In an email interview with Luiz Ceze, the lead researcher on the project and an associate professor of computer science and engineering at the University of Washington, he explains that when preserved properly, the vessel that holds genetic information for all living things can be the ultimate storage system. “DNA in the right conditions (dry, dark and not too hot) can last thousands of years,” says Ceze. “Some results a few years ago sequenced DNA from 700,000 year-old bones.” In other words, it’s “way more durable than Flash and [Hard Disk Drives].”
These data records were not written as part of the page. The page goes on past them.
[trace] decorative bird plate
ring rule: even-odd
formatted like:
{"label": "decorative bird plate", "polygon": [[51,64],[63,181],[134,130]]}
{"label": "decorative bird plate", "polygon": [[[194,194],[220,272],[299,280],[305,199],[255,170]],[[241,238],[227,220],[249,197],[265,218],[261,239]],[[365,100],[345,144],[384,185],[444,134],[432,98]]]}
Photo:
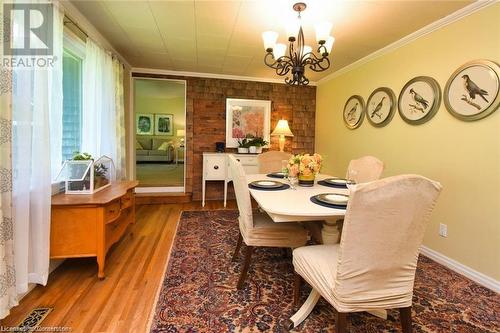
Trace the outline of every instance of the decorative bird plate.
{"label": "decorative bird plate", "polygon": [[271,172],[267,174],[266,176],[271,177],[271,178],[285,178],[285,173],[284,172]]}
{"label": "decorative bird plate", "polygon": [[349,97],[344,106],[344,124],[349,129],[358,128],[363,122],[365,101],[359,95]]}
{"label": "decorative bird plate", "polygon": [[375,127],[390,123],[396,109],[396,95],[391,88],[375,89],[366,102],[366,119]]}
{"label": "decorative bird plate", "polygon": [[429,121],[441,104],[441,88],[429,76],[418,76],[405,84],[399,94],[399,115],[411,125]]}
{"label": "decorative bird plate", "polygon": [[352,184],[352,180],[347,180],[345,178],[326,178],[323,179],[325,183],[336,185],[339,187],[347,187],[347,184]]}
{"label": "decorative bird plate", "polygon": [[465,121],[482,119],[500,106],[500,66],[475,60],[458,68],[444,88],[444,104],[455,117]]}

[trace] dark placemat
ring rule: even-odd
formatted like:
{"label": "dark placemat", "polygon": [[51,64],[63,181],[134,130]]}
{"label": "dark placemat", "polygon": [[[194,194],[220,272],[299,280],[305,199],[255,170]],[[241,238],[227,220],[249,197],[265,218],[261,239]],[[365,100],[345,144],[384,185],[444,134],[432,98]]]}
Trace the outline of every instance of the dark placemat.
{"label": "dark placemat", "polygon": [[327,187],[334,187],[334,188],[347,188],[347,185],[330,184],[330,183],[325,182],[324,180],[319,180],[318,184],[323,185],[323,186],[327,186]]}
{"label": "dark placemat", "polygon": [[290,185],[283,184],[283,186],[280,186],[280,187],[263,188],[263,187],[258,187],[258,186],[253,186],[251,184],[248,184],[248,187],[251,188],[252,190],[259,190],[259,191],[282,191],[282,190],[289,189]]}
{"label": "dark placemat", "polygon": [[285,178],[284,175],[277,175],[275,173],[268,173],[266,176],[269,178],[281,178],[281,179]]}
{"label": "dark placemat", "polygon": [[315,195],[313,195],[311,197],[311,202],[315,203],[316,205],[320,205],[320,206],[323,206],[323,207],[328,207],[328,208],[336,208],[336,209],[346,209],[347,206],[343,206],[343,205],[334,205],[334,204],[329,204],[329,203],[326,203],[326,202],[323,202],[323,201],[320,201],[316,198]]}

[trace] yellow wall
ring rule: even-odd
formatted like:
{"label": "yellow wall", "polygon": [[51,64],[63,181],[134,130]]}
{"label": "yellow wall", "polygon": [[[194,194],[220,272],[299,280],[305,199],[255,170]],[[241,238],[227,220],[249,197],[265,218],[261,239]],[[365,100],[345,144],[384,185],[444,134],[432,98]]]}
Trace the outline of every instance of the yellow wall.
{"label": "yellow wall", "polygon": [[[345,175],[349,160],[374,155],[386,164],[384,177],[416,173],[444,186],[424,245],[500,280],[500,110],[476,121],[454,118],[442,103],[436,116],[420,126],[396,114],[386,127],[365,119],[348,130],[342,109],[351,95],[365,102],[377,87],[396,96],[419,75],[434,77],[444,89],[463,63],[489,59],[500,63],[500,4],[490,6],[380,58],[319,85],[316,151],[326,156],[325,173]],[[337,45],[341,47],[341,45]],[[335,61],[335,51],[332,52]],[[448,225],[440,237],[439,223]]]}

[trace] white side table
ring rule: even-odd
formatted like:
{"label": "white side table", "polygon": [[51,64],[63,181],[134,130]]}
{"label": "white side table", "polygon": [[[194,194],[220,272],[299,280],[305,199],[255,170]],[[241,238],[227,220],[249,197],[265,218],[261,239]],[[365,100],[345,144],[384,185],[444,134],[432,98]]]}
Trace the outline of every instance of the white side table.
{"label": "white side table", "polygon": [[[202,206],[205,207],[205,189],[207,181],[224,181],[224,207],[227,203],[227,184],[231,181],[229,172],[229,153],[203,153],[202,173]],[[232,154],[241,164],[247,174],[259,172],[259,162],[255,154]]]}
{"label": "white side table", "polygon": [[[179,153],[182,151],[182,159],[179,158]],[[179,161],[184,162],[184,146],[179,146],[175,148],[175,164],[179,164]]]}

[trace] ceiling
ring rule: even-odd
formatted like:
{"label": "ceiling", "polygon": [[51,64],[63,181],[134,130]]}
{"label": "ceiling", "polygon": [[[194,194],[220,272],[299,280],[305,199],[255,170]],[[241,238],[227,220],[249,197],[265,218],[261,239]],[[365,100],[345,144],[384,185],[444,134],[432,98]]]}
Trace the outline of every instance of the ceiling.
{"label": "ceiling", "polygon": [[184,98],[186,94],[184,81],[136,78],[134,84],[141,97],[171,99]]}
{"label": "ceiling", "polygon": [[[289,0],[89,1],[71,0],[133,67],[278,78],[263,64],[261,33],[279,32],[295,13]],[[302,14],[306,44],[314,23],[333,23],[330,69],[307,71],[311,81],[440,19],[472,1],[309,0]]]}

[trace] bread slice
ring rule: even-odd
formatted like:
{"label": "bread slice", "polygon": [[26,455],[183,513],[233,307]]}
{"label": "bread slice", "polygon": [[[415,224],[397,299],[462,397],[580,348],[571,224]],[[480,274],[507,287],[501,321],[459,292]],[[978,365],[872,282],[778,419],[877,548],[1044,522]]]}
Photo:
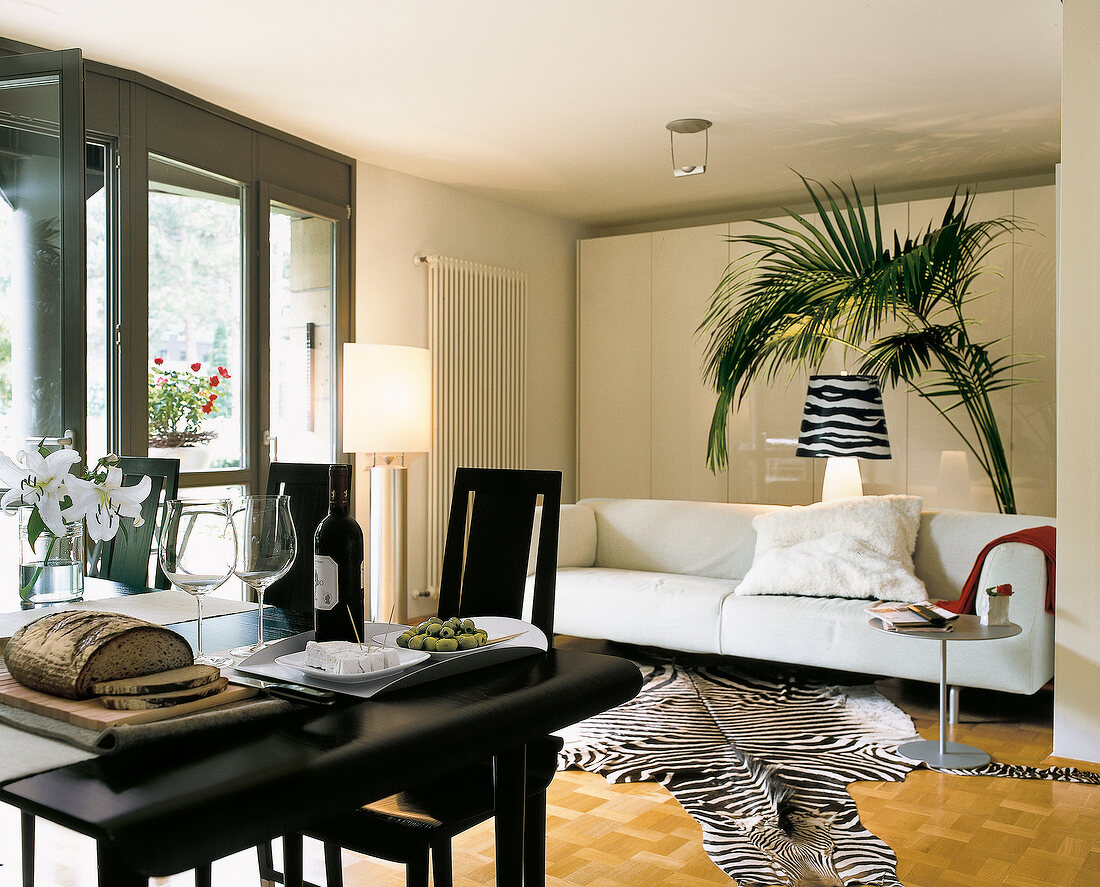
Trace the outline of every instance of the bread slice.
{"label": "bread slice", "polygon": [[92,684],[92,692],[96,696],[146,696],[150,693],[172,693],[176,690],[201,687],[216,681],[219,677],[221,672],[213,665],[189,665],[186,668],[158,671],[137,678],[101,681],[98,684]]}
{"label": "bread slice", "polygon": [[92,610],[36,619],[12,635],[4,650],[4,664],[19,683],[67,699],[87,699],[93,684],[194,661],[183,635],[133,616]]}
{"label": "bread slice", "polygon": [[146,708],[167,708],[170,705],[179,705],[182,702],[191,702],[195,699],[205,699],[220,693],[229,686],[229,678],[218,678],[201,687],[191,687],[188,690],[174,690],[170,693],[149,693],[145,696],[100,696],[107,708],[117,711],[140,711]]}

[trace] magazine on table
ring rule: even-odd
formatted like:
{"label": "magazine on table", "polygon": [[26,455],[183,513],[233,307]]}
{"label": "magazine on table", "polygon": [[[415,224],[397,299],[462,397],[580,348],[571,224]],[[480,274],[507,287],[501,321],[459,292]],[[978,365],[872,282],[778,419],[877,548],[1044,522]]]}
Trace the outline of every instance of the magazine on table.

So what does this mean for us, the consumer? Well as you might have guessed, the process of translating the standard 1s and 0s of our digital data into the Adenine, Cytosine, Guanine, and Thymine (ACGT) of genetic data is of course not something you can just do at home. And even the Washington researchers had to ship out their converted data to a third party, a company called Twist Bioscience, to have it mapped onto synthetic DNA, which was then sent back to the university as “a test tube full of dry DNA data.”

And once you’ve stored something—in this case 100 books, the seed database of Crop Trust, and, yes, an HD version of the music video for OK Go’s 2010 song “This Too Shall Pass”—you have to get it back out again, and make it readable for whatever device will receive the information. That involves a lot more science, including re-sequencing and a technique called “polymerase chain reaction.” Suffice to say: Your garage workbench is not equipped to take this on in 2016.

But massive server farms could be able to handle technology like this within a decade. The process is still in its infancy, but according to Ceze, “We see DNA as potentially the ultimate backup media—super durable, incredibly dense and never becomes obsolete,” he says. “As such, we envision a service that can back up your data—think of it somewhere in the cloud there is a massive back system based on DNA.”

And because this DNA wouldn’t be meant for making living beings, Ceze says it doesn’t have to be flawless to work just fine for storage purposes, and scientists like him could optimize the process as they go along without having to worry about something being born without limbs or vital organs. Cause, you know, DNA is fickle that way.

“The main limiting factors today are cost and speed. But the trends and progress are in our favor,” explains Ceze. “We see no fundamental physics reason why the cost and speed of DNA-based storage can’t be cheap and fast enough for main stream storage.”

A future free of backup failure panic—and filled with pristinely preserved OK Go music videos—is one we’re really looking forward to.